En résumé, il semble que le discours des personnes fait constamment allusion de façon directe ou détournée à une image négative du diagnostic de TDA/H qui serait portée par la société. Les personnes ont différentes façons d’y faire face : certaines abordent directement les impacts qu’elles ont vécus, d’autres vont y faire allusion en parlant des moyens qu’elles utilisent pour « compenser » leurs difficultés. Certaines personnes vont également refuser cette image, soit en la contestant directement, soit en mettant une certaine distance dans leur perception d’elles-mêmes et des autres personnes TDA/H ou encore en créant une réappropriation positive du diagnostic.

Au cours des entrevues, les personnes combinent différentes façons de répondre à cette image négative. Par exemple, ce n’est pas parce qu’une personne dénonce la vision du TDA/H comme « handicap », qu’elle ne reconnaît pas que la médication améliore la « performance » des personnes qui la prennent. Ainsi, dans le travail qui nous occupe, ce n’est pas tant les manières de répondre à l’image négative perçue par les personnes qui nous intéressent directement, mais plutôt comment ces réponses laissent transparaître cette image sociale. Les mots utilisés par les personnes ne sont pas un hasard, mais plutôt, ils sont le reflet de comment les personnes ont senti qu’elles étaient perçues par la société, par le regard de l’autre. Il faut d’ailleurs préciser que ce n’est pas toutes les personnes qui ont accordé autant de temps dans leur récit à cette image négative. Cela pourrait être un indicateur de l’importance relative à chaque personne de cette image. Toutefois, il ne faut pas oublier que le contexte d’entrevue peut également influencer la manière dont les personnes l’abordent. En effet, leur perception de l’intervieweuse est également en jeu. De cette manière, parce qu’elles ne savaient pas si celle- ci avait un diagnostic de TDA/H ou non, la relation pouvait être différente tout dépendant si l’intervieweuse était imaginée comme quelqu’un partageant leur expérience ou plutôt comme faisant partie du groupe de l’autre. Le discours peut ainsi avoir été modifié en conséquence en abordant plus ou moins cette image ou mettant l’accent davantage sur une façon d’y répondre qu’une autre.
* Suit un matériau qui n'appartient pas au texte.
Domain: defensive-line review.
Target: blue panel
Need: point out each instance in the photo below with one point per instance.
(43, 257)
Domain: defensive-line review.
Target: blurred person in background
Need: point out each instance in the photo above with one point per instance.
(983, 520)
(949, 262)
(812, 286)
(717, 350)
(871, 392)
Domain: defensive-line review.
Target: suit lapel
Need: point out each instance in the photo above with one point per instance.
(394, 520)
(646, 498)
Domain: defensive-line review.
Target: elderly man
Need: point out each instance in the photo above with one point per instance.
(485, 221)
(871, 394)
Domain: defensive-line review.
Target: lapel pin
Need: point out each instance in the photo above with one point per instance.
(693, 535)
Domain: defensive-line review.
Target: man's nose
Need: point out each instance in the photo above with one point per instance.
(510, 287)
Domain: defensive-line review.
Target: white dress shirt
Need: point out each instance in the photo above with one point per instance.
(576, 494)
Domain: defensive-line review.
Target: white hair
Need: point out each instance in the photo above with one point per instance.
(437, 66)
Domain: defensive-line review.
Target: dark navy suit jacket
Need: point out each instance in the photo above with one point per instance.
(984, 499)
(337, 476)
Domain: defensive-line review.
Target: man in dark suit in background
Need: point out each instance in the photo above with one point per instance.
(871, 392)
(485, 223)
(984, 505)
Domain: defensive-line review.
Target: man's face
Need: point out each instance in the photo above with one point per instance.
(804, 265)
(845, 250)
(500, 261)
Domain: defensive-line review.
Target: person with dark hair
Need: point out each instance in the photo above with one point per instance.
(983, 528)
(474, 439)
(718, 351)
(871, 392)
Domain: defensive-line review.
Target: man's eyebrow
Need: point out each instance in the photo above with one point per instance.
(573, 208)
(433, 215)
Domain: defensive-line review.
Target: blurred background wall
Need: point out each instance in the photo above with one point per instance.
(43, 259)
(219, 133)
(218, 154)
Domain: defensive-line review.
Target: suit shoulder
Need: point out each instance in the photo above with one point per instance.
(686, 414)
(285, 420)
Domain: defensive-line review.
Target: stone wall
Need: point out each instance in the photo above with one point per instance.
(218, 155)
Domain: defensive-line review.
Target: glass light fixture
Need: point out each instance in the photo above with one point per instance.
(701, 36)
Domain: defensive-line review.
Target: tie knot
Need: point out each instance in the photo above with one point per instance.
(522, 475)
L’image du diagnostic de TDA/H comme constituant une déviation de la norme est présente dans tous les récits, mais dans certains, elle l’est de façon prépondérante. Ainsi, il semble que celle-ci soit très importante pour les personnes. Cette importance a permis de

considérer cet aspect comme prioritaire afin d’effectuer une sélection pour ce mémoire. Cependant, malgré cela, il est très probable que cette image ne soit pas la seule qui soit véhiculée au sein de la société et une autre analyse du discours permettrait probablement de mettre au jour ces autres images.